Kata ‘bilang’ dan ‘mau’ merupakan bentuk kata yang tidak lazim dipakai
dalam bahasa formal (resmi atau baku), tetapi sangat lazim sering
digunakan dalam bahasa nonformal.

Dari beberapa sifat-sifat khas bahasa nonformal di atas, bisa disumpulkan


bahwa prinsip yang paling mendasari pemakaian bahasa nonformal adalah “mana
suka atau bebas”, dengan dasar antara pemakai bahasa (antara komunikator dan
komunikan) sama-sama tahu maksud atau makna di dalam penggunaan bahasa.

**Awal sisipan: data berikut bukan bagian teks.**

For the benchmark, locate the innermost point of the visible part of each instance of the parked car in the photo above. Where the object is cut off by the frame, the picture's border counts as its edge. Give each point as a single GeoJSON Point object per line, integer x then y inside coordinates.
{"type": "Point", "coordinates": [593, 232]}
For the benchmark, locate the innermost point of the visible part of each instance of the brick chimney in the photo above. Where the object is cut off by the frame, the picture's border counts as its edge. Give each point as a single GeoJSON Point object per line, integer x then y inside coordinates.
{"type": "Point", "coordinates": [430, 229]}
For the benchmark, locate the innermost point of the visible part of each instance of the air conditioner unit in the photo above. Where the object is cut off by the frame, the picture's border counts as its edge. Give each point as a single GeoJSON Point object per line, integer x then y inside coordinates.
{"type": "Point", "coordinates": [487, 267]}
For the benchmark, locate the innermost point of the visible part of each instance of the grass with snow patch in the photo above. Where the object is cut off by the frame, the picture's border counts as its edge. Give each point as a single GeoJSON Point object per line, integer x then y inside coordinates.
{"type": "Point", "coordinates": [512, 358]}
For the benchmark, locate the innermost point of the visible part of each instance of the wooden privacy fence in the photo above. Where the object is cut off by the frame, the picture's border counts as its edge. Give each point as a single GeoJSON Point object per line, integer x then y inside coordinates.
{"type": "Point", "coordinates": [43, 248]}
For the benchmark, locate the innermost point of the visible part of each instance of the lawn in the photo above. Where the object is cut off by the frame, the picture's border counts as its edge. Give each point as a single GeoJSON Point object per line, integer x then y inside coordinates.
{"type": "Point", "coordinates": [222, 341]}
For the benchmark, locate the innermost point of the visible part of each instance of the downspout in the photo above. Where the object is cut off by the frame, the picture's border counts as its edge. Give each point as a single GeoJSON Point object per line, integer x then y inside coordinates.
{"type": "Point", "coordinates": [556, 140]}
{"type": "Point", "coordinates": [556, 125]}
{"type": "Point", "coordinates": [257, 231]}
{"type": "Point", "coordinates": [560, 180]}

Sehingga, proses terjadinya komunikasi antarbahasa berjalan lancar. Contoh lain
dari penggunaan bahasa Indonesia nonformal adalah bahasa gaul yang sering
digunakan oleh kalangan remaja. Berdasarkan fungsinya, Pateda (1984:70)
mengemukakan bahwa bahasa gaul memiliki persamaan dengan bentuk-bentuk
slang, jargon, dan prokem. Fungsi bahasa slang dan prokem digunakan untuk
merahasiakan sesuatu kepada kelompok lain. Sedangkan, jargon disebut sebagai
kosakata khusus yang dipergunakan di bidang kehidupan (lingkungan tertentu).
Dengan demikian, bahasa menjadi nonformal, karena bersifat merahasiakan dan
menjadi kesan yang susah untuk dipahami.